Selain itu, laporan masyarakat adanya pesan dari salah satu pimpinan organisasi kampus yang menyatakan kesediaan untuk berkontribusi dan membantu tim pemenangan melalui grup WhatsApp.
Sangat jelas pimpinan organisasi yang terlihat bergerak aktif dari satu posko pemenangan ke posko lainnya, menciptakan kesan bahwa suara mahasiswa bisa dimanfaatkan untuk kepentingan politik tertentu.
Perlu diingat bahwa berpolitik secara pribadi adalah hak setiap individu. Namun, masalah muncul ketika seorang pemimpin organisasi terlibat dalam praktik tersebut. Status kepemimpinan tidak dapat diabaikan. Sebagai pemimpin, Anda adalah role model bagi anggota organisasi dan masyarakat. Ketika publik melihat Anda terlibat dalam politik praktis, dampaknya dapat merugikan reputasi organisasi.
Kondisi ini sangat memprihatinkan dan menjadi ancaman bagi masa depan kita. Kita harus menolak tegas setiap bentuk politik transaksional yang berusaha mengeksploitasi suara mahasiswa untuk kepentingan pribadi atau kelompok tertentu. Ketika seseorang mengklaim mampu "mengondisikan" suara mahasiswa, kita wajib mempertanyakan integritas mereka. Klaim semacam itu mencerminkan ketidakpahaman mereka terhadap keragaman dan kompleksitas suara mahasiswa.

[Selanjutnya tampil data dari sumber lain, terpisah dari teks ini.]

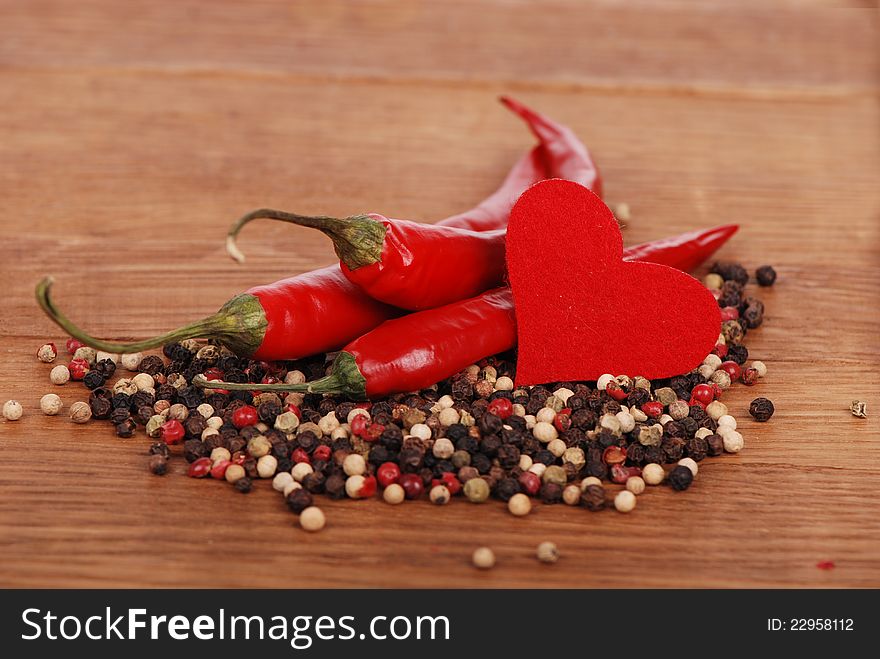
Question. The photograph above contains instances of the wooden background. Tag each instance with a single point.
(132, 133)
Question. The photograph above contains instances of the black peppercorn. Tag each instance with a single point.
(680, 478)
(765, 275)
(244, 484)
(761, 409)
(158, 464)
(125, 429)
(593, 498)
(151, 365)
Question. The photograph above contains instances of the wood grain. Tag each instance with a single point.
(130, 138)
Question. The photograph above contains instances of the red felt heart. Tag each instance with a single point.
(581, 310)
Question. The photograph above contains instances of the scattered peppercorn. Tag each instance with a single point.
(761, 409)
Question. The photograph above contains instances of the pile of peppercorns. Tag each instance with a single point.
(475, 435)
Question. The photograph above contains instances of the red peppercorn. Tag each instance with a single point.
(614, 455)
(500, 407)
(620, 474)
(653, 408)
(703, 393)
(300, 455)
(368, 489)
(387, 473)
(213, 373)
(359, 425)
(615, 391)
(78, 368)
(720, 349)
(199, 468)
(749, 376)
(172, 431)
(73, 345)
(729, 313)
(530, 482)
(246, 415)
(563, 419)
(218, 471)
(373, 432)
(732, 369)
(412, 485)
(451, 482)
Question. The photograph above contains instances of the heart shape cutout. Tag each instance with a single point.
(581, 310)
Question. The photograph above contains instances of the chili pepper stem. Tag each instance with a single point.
(358, 240)
(345, 379)
(239, 325)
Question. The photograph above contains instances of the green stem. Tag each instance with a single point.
(239, 325)
(345, 378)
(358, 240)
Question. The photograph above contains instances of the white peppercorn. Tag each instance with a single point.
(544, 432)
(733, 441)
(80, 412)
(312, 519)
(300, 470)
(625, 501)
(571, 495)
(143, 381)
(439, 495)
(716, 409)
(47, 353)
(354, 464)
(604, 380)
(394, 494)
(635, 484)
(690, 463)
(266, 466)
(131, 361)
(519, 505)
(483, 558)
(207, 411)
(443, 448)
(548, 552)
(282, 479)
(448, 417)
(653, 474)
(59, 375)
(12, 410)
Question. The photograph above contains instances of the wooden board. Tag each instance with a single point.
(132, 135)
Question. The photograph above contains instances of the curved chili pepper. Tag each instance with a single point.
(420, 349)
(420, 266)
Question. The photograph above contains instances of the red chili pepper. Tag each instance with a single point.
(322, 310)
(421, 266)
(418, 350)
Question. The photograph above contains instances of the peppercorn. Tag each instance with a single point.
(547, 552)
(519, 505)
(593, 497)
(761, 409)
(312, 519)
(625, 501)
(158, 464)
(298, 500)
(680, 478)
(80, 412)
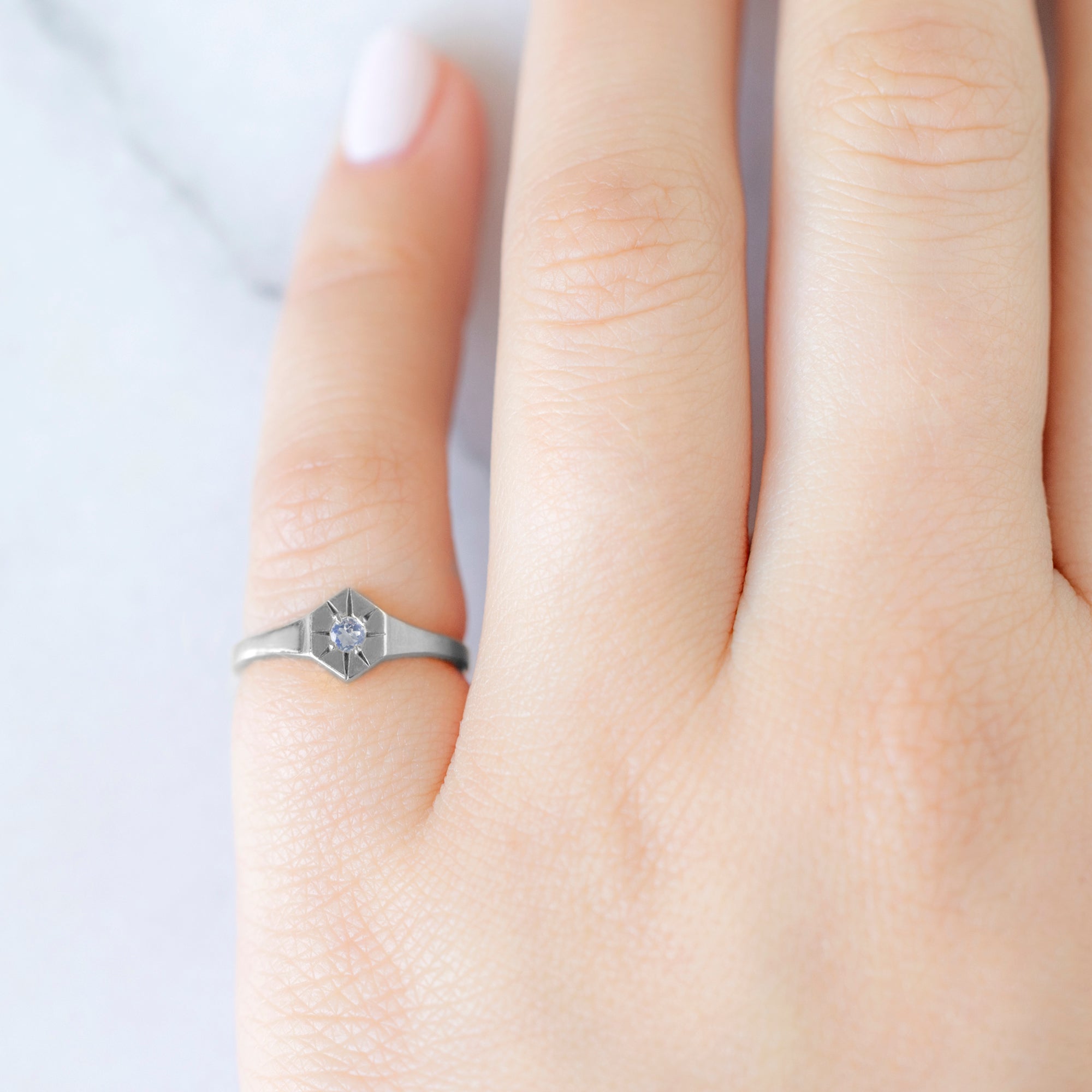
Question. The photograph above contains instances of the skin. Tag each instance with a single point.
(808, 813)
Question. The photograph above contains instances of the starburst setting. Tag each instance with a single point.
(349, 634)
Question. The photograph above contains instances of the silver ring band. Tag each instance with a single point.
(350, 636)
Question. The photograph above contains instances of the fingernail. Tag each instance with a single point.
(393, 91)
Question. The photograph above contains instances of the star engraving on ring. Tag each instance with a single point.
(341, 633)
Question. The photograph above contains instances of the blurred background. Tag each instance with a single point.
(158, 160)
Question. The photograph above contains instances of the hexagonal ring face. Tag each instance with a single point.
(348, 635)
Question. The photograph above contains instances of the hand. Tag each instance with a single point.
(809, 814)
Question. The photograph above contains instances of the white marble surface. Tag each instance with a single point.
(158, 158)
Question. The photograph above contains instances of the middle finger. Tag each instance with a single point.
(623, 409)
(910, 315)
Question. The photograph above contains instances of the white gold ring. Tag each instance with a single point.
(349, 635)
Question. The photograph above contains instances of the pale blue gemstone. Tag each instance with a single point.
(348, 635)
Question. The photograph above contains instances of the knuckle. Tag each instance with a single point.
(895, 104)
(624, 239)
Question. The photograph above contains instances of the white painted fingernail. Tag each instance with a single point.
(393, 91)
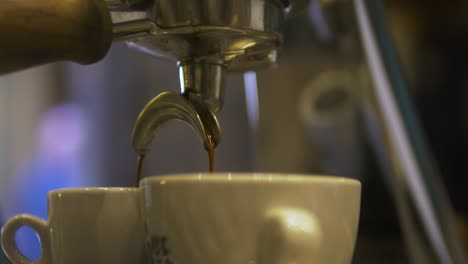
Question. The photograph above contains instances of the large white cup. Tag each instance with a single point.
(250, 218)
(85, 225)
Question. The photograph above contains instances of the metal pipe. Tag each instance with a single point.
(417, 180)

Lebih lanjut, ada peraturan yang jelas mengenai larangan organisasi mahasiswa, khususnya di Sekolah Tinggi Agama Islam, untuk terlibat dalam politik praktis. Berdasarkan Undang-Undang No. 20 Tahun 2003 tentang Sistem Pendidikan Nasional, pendidikan tinggi harus berfungsi untuk mengembangkan karakter dan moralitas bangsa, serta tidak terlibat dalam politik praktis yang dapat merusak tujuan tersebut. Selain itu, peraturan dari Kementerian Agama serta pedoman internal setiap sekolah tinggi agama Islam mengatur dengan tegas larangan bagi organisasi mahasiswa untuk berpolitik praktis agar tetap menjaga netralitas dan fokus pada pengembangan akademik dan spiritual.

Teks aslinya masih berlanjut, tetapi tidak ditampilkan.